Mas e praticar? Seria ter um grande número de relacionamentos, até encontrar satisfação? Como somos seres em relação e em busca de vínculos, uma tendência natural é essa mesmo, mas corremos o risco de cair na velha armadilha de buscar “o tal alguém” que irá “nos salvar da solidão” em cada encontro. Prestando atenção nisso, sugiro olharmos para alguns pontos importantes, que podem nos guiar na busca por amar de forma mais madura. São elementos que Erich Fromm aponta como básicos e presentes em todas as formas de amor, e que podem orientar nossa vida amorosa:

  • Disponibilidade para dar de si: O amor “é um ‘manter-se ligado’, não é uma simples ‘queda’. De um modo geral, o caráter ativo do amor pode ser descrito afirmando-se que amar é principalmente dar, e não receber” (Fromm, 2015, p. 28).
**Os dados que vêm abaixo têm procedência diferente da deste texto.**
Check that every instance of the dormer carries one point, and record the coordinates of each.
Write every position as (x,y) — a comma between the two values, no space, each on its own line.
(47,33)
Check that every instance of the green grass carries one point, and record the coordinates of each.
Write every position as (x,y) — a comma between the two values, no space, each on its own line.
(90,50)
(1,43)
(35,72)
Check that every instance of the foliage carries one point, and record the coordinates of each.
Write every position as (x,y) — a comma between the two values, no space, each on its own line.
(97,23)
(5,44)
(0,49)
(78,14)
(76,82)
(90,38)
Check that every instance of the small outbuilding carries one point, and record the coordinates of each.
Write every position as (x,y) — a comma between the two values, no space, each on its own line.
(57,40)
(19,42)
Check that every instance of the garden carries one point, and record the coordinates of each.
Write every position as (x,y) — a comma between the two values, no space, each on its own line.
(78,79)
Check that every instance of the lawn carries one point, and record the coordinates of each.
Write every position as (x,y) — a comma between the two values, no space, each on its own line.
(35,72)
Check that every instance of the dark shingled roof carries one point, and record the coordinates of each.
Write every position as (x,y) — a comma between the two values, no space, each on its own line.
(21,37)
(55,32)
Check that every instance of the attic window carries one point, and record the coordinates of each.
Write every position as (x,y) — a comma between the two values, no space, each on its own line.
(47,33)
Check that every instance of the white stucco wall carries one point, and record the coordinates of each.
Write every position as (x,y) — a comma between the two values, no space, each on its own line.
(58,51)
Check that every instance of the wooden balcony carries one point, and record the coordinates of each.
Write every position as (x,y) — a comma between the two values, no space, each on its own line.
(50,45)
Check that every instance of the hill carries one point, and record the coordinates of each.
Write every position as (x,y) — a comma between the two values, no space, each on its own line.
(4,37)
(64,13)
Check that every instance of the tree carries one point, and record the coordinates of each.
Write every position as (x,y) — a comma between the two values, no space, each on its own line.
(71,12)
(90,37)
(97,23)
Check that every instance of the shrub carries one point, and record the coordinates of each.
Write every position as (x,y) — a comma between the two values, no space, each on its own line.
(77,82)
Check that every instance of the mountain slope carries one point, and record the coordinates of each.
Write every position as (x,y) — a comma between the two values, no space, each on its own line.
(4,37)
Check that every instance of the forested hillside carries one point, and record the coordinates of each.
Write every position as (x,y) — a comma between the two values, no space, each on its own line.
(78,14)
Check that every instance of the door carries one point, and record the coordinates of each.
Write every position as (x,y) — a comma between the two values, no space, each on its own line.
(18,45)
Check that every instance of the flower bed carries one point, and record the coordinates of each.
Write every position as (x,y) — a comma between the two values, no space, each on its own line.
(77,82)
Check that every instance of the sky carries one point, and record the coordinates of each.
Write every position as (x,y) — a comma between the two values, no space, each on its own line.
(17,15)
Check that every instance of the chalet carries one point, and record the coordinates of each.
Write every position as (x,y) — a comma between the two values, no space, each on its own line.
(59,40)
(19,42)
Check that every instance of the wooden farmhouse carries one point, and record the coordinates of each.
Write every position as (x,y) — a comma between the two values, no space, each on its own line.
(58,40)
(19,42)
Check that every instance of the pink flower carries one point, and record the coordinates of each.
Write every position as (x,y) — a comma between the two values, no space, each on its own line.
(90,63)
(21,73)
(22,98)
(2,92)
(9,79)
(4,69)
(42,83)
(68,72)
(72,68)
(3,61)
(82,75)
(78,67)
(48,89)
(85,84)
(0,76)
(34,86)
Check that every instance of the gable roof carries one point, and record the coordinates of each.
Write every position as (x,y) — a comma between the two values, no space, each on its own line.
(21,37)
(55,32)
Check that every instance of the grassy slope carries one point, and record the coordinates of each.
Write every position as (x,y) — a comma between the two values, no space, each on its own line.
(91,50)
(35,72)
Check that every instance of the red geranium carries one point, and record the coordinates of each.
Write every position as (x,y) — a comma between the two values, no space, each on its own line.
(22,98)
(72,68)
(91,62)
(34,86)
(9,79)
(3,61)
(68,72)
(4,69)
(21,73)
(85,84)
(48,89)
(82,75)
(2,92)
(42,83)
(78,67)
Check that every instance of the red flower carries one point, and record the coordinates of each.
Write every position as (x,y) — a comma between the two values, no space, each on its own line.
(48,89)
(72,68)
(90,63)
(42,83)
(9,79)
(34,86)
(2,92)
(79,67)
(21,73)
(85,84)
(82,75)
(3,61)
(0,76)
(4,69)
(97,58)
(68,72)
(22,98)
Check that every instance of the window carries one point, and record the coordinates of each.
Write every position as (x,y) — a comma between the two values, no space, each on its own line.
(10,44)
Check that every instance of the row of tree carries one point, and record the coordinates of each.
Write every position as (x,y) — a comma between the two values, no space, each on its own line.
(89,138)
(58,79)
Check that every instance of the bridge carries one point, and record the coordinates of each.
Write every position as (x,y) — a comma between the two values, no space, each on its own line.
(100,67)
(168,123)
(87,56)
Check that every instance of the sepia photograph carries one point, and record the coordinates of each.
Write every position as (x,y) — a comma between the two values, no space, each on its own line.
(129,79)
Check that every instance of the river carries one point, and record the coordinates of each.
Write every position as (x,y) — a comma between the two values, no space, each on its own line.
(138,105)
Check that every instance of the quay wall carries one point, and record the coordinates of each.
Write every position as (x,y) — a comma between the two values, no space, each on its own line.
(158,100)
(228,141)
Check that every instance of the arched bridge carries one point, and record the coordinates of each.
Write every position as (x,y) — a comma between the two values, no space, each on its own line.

Eu já escrevi um pouco sobre isso nesse texto aqui e nesse aqui.
  • Cuidado e responsabilidade, entendidos como atenção e zelo pelo bem-estar da outra pessoa. Aqui, temos que pensar com mais profundidade: nossas principais referências de cuidado costumam ser o que uma mãe (ou pais) tem pelo/a filho/a, e não é esse o tipo de cuidado saudável numa relação entre pessoas adultas. Esse tema é muito importante, e ainda o abordarei melhor em outro texto, em breve.
  • Desejo de conhecer o outro: abertura para ver a outra pessoa como ela é, conhecê-la. Quando estamos apaixonadas/os por alguém, o que mais acontece é vermos essa pessoa através das lentes do que desejamos no amor, esperando que ela atenda nossas expectativas (que às vezes são conscientes e às vezes não). Aqui vou chamar outro teórico, J. L. Moreno, pai do Psicodrama, que nos apresenta o conceito de Tele, um fator fundamental das relações interpessoais sadias e que “repousa no sentimento e conhecimento da situação real das outras pessoas” (Moreno, 1999, p. 45). É estar presente no aqui-e-agora da relação, em contraponto a projetar coisas de outro tempo e lugar. Desenvolver o fator Tele demanda muito conhecimento de si mesmo, para discernir as próprias aspirações, condicionamentos e expectativas e, junto com isso, abertura para conhecer o outro.
  • Respeito: Além de ver a outra pessoa como ela é, é ter consciência de sua individualidade, alimentando um desejo de que ela cresça e se desenvolva para o seu próprio bem, e não para servir à relação e aos interesses da outra pessoa (eu, que a amo). Segundo Erich Fromm, “o respeito só é possível se eu for independente; se eu puder ficar de pé e andar sem precisar de muletas, sem ter de dominar e explorar ninguém. O respeito só existe com base na liberdade”. (Fromm, 2015, p.35)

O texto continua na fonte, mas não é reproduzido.